[BÄB 01/2004] Zur "Notdienstversorgung" niedergelassener Ärzte
Im Verlauf neuartiger Regelungen der Notdienstversorgung
scheinen Irritationen der
Ärztinnen und Ärzte zuzunehmen.
Deshalb ist es notwendig, hier nochmals die
erklärende Position der LÄK zur gemeinsamen
Notdienstordnung Kammer - KV darzustellen.
Die Irritation beginnt schon bei der Begriffsbestimmung.
Sie heißt unglücklicherweise Notfalldienstordnung
und beschreibt und regelt
die Versorgung von Patienten, welche eben
nicht den Notfällen zugerechnet werden können,
denn diese werden durch das Rettungswesen
sachgerecht und zeitgerecht aufgefangen.
Also sollten wir besser von einem
Bereitschaftsdienst sprechen. Entsprechende
Änderungen im Heilberufsgesetz und in der
Berufsordnung sind schon angedacht.
In der Begriffsbestimmung erfolgt die Charakterisierung
der Inanspruchnahme dieses Dienstes
durch die Patienten. Dieses Dienstsystem
soll Menschen medizinisch vorbehalten bleiben,
welche in sprechstundenfreien Zeiten ihres
Hausarztes erkranken und dringend ärztlicher
Behandlung bedürfen.
Dringend bedeutet hier nicht im Sinne von sofort,
sondern dass es Situationen krankhafter
Zustände gibt, welche ein Warten auf
die nächste Sprechstunde des Hausarztes
ausschließen.
Klar ausgedrückt würde ein
Schnupfen, der schon tagelang ohne weitere
Symptome besteht, dieses Kriterium nicht erfüllen.
Des Weiteren besteht eine inhaltliche Unsicherheit.

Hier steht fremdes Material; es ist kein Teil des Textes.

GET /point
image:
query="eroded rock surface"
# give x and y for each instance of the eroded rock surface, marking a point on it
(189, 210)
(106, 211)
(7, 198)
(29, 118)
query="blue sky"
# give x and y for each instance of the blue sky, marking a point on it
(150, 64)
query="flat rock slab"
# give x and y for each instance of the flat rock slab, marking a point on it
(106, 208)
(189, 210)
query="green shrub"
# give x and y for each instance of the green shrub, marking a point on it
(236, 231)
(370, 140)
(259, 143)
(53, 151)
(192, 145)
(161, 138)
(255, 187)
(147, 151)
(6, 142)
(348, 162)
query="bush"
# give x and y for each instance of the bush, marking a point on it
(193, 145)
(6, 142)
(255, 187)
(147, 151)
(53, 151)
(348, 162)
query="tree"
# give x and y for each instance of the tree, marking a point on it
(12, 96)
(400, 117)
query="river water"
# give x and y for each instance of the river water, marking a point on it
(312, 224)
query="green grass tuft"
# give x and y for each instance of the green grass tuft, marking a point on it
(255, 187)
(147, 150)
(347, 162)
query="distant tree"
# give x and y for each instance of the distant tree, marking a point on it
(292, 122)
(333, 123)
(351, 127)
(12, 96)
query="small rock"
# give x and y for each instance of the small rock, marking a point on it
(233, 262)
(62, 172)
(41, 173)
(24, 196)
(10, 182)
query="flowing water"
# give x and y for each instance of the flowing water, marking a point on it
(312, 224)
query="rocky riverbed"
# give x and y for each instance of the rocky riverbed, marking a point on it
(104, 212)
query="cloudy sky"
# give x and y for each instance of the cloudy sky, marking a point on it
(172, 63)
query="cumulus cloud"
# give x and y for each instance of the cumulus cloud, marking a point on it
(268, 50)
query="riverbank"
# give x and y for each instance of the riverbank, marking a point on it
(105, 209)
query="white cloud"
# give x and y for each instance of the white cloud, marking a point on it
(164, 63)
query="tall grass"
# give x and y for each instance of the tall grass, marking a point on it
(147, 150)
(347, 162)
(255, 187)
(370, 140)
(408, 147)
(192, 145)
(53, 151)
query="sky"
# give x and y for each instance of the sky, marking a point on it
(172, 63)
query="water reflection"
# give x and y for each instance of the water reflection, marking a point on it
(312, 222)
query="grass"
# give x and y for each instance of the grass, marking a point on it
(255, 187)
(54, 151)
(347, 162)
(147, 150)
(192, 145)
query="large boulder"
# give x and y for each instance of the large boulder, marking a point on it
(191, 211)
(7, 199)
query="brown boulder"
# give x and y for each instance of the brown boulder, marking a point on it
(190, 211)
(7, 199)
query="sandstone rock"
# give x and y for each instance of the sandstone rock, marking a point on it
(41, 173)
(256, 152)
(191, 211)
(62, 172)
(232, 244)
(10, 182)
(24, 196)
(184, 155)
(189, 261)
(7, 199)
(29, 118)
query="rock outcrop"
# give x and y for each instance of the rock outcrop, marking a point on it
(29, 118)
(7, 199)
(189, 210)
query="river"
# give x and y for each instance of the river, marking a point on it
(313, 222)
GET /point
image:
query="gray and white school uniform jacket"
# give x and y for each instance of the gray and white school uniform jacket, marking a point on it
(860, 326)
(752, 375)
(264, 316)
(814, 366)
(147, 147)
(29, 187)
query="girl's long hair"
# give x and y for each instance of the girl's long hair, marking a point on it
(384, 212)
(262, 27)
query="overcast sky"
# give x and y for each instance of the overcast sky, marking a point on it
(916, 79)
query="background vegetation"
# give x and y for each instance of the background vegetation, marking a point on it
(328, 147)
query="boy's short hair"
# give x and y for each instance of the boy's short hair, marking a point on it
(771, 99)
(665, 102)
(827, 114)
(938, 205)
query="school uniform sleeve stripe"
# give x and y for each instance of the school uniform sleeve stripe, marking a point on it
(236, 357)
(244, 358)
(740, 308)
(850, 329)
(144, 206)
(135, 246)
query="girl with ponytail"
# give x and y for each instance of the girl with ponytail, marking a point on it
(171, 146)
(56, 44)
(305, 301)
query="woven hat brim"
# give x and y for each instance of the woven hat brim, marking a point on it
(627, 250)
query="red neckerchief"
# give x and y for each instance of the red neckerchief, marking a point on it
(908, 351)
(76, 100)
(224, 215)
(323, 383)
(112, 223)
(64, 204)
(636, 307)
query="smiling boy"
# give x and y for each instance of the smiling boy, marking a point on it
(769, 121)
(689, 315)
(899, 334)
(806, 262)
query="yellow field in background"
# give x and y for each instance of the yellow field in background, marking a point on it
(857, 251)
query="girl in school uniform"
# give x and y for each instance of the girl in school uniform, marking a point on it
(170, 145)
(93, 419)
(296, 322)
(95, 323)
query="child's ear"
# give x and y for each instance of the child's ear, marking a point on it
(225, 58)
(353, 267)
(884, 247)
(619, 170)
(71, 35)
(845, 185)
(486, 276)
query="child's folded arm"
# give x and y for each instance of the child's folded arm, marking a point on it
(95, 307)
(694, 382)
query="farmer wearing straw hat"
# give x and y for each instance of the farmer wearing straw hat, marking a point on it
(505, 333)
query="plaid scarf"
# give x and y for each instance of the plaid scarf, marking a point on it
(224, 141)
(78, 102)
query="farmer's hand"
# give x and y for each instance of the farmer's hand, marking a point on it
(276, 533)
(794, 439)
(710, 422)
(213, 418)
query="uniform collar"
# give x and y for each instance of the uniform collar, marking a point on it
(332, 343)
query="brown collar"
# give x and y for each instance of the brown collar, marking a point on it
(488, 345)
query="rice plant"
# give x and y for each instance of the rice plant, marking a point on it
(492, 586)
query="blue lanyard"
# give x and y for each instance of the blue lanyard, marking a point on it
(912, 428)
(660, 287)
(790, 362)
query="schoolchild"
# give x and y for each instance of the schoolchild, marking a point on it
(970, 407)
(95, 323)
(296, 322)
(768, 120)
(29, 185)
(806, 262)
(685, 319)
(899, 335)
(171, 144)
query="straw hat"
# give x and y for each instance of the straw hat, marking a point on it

Wer, wie und in welchen Zeiträumen
soll behandelt werden?
Die Behandlung ist darauf ausgerichtet, den
Patienten bis zur nächstmöglichen regulären
ambulanten oder stationären Behandlung
ärztlich zweckmäßig und ausreichend zu versorgen.
Sie hat sich auf das Notwendige zu
beschränken.
Dies schließt die Behandlung von lebensbedrohlichen
Krankheiten bzw. Patienten mit anscheinend
lebensbedrohlichen Symptomen
aus! Ein Patient mit Thoraxschmerz ist ein Fall
für das Rettungswesen mit Notarzt!
Zweckmäßig behandelt bedeutet auch nicht,
jeden Patienten mit einem Hausbesuch zu beglücken,
viel zweckmäßiger kann es z. B. sein,
den gleichen Patienten in die Praxis zu bestellen,
um ihn zu untersuchen und zu behandeln.
Abgesehen davon ist dieser so genannte "Hausbesuchsdienst", welchen wir häufig vorfinden,
nicht wirtschaftlich im Sinne der Vertragsarztvereinbarung
unter definierten Bedingungen.
Eine ausreichende Versorgung kann
auch ein ärztlicher Rat per Telefon darstellen
oder eine Koordinierung weiterer medizinischer
Maßnahmen wie Alarmierung des Rettungsdienstes.
Die zeitliche Realisierung der
medizinischen Bemühungen sind angemessen
zu gestalten. Das bedeutet für ein Patientengut,
welches auf Grund der Art und Weise der Erkrankung
in Sprechstundenzeiten auch Ihre
Praxis aufsuchen könnte, in Stoßzeiten vermehrter
ärztlicher Belastung Wartezeiten zu
akzeptieren, die sie sonst in Praxen antreffen
würden. Entscheidend ist Ihre ärztliche Kompetenz,
bestehen Sie auf Patient-Arzt-Kontakt
am Telefon.
Lassen Sie sich keine Hausbesuche von Leitstellen
mit halbfachlicher Kompetenz weiterleiten,
zu viel kostbare Zeit könnte bei einem
notarztpflichtigen Patienten verstreichen, unsinnige
Besuche können Sie nur so durch direkten
Kontakt vermeiden.
Nur Sie sollten Entscheidungen
treffen, überlassen Sie es nie den
Patienten, auch dann nicht, wenn Sie nicht zuständig
sind; alarmieren Sie selbst die zuständige
Rettungsschiene. Die nicht selten
geäußerte Aussage der Patienten, kein Fahrzeug
mit entsprechendem Fahrer zur Verfügung
zu haben, stellt keinen Grund dar, das
Wirtschaftlichkeitsgebot außer Kraft zu setzen.
In Zeiten flächendeckender Taxigesellschaften
ist es durchaus den Patienten zuzumuten, sich
zum Arzt fahren zu lassen, denn dieses funktioniert
zu Sprechstunden ja ebenfalls bestens.